First, you can’t use a CNAME for the root of a domain. This is because a CNAME record can’t coexist with a SOA record at the same point in the DNS hierarchy. As a result, if your site is hosted at yourdomain.com, you’ll need to move it to www.yourdomain.com. Of course, even with redirects in place at the original domain, this sort of branding change is going to be unacceptable to many businesses.
Second, you can’t properly accept email to a domain hosted by an ELB. This too is due to a DNS limitation — you can’t have a MX and CNAME record at the same point in the DNS hierarchy. While you might be able to accept mail if you run a SMTP server on the machines behind the ELB, this is far from a typical configuration. At PagerDuty, this is a showstopper, since we need to be able to both host a site and accept mail at yoursubdomain.pagerduty.com.
Finally, you have no “out” if the ELB blows up, short of adjusting your DNS records and waiting for cached records to expire. This is a big problem for us, since we’re very hesitant to introduce components into PagerDuty’s infrastructure that we can’t quickly swap out in the event of a problem.

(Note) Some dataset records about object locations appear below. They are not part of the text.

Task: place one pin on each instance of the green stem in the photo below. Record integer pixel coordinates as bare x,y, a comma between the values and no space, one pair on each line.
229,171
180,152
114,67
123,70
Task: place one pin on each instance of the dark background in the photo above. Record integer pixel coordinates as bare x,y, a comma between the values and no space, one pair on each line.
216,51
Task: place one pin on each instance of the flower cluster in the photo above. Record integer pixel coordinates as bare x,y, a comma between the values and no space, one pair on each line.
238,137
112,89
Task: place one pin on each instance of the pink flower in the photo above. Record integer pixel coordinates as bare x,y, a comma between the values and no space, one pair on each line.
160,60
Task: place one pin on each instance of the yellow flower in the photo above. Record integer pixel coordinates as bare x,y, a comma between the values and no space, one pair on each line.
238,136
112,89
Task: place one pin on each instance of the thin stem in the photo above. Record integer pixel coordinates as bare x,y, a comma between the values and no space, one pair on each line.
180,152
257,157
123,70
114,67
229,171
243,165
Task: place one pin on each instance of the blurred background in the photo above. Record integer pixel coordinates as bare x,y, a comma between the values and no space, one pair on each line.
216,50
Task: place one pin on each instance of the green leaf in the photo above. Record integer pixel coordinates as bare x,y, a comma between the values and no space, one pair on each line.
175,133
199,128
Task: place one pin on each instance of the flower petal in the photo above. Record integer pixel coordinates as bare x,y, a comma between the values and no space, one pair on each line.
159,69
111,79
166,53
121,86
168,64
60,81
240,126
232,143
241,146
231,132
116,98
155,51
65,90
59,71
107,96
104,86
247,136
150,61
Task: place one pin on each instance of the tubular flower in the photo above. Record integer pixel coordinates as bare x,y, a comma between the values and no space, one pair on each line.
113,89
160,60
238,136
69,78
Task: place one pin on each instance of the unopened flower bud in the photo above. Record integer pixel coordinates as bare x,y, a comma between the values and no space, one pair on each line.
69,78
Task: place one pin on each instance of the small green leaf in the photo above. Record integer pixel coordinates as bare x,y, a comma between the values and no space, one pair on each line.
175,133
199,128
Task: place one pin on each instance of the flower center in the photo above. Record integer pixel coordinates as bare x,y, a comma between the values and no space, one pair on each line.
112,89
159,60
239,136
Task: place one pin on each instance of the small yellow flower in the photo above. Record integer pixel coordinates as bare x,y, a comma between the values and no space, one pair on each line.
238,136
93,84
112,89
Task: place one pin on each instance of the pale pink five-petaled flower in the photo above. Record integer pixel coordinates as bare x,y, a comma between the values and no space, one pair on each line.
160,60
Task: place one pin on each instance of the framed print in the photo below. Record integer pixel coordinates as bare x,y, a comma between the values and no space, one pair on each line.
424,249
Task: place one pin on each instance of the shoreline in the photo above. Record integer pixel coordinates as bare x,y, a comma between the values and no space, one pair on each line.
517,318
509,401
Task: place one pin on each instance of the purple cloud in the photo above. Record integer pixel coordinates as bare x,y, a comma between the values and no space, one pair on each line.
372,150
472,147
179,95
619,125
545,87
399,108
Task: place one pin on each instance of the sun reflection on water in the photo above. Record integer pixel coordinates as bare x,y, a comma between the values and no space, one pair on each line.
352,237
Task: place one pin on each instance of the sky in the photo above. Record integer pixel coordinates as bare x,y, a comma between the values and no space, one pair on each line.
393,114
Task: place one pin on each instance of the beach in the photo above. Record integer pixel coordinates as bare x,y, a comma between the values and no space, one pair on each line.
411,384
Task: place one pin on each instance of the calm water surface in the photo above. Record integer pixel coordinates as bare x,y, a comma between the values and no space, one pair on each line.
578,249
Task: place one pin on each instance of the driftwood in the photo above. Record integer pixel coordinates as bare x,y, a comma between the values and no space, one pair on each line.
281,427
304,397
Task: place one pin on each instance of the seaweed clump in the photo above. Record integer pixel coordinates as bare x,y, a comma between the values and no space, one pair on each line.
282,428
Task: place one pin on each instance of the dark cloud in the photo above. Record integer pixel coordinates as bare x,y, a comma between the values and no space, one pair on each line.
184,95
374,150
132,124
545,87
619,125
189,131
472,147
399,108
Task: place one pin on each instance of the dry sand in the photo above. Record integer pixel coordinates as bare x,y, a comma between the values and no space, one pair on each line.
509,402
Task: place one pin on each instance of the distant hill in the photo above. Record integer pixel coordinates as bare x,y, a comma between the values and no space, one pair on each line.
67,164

The solution to this problem is simple — it should be possible to map an Amazon Elastic IP to an ELB. Since the ELB would now have a static IP, the DNS issues would be solved. And if the ELB blew up, you could simply provision another and remap the IP — no DNS changes required. I realize that ELB’s “no static IP” architecture is probably a deeply baked in design decision — but unfortunately, a LB without a static IP isn’t really usable.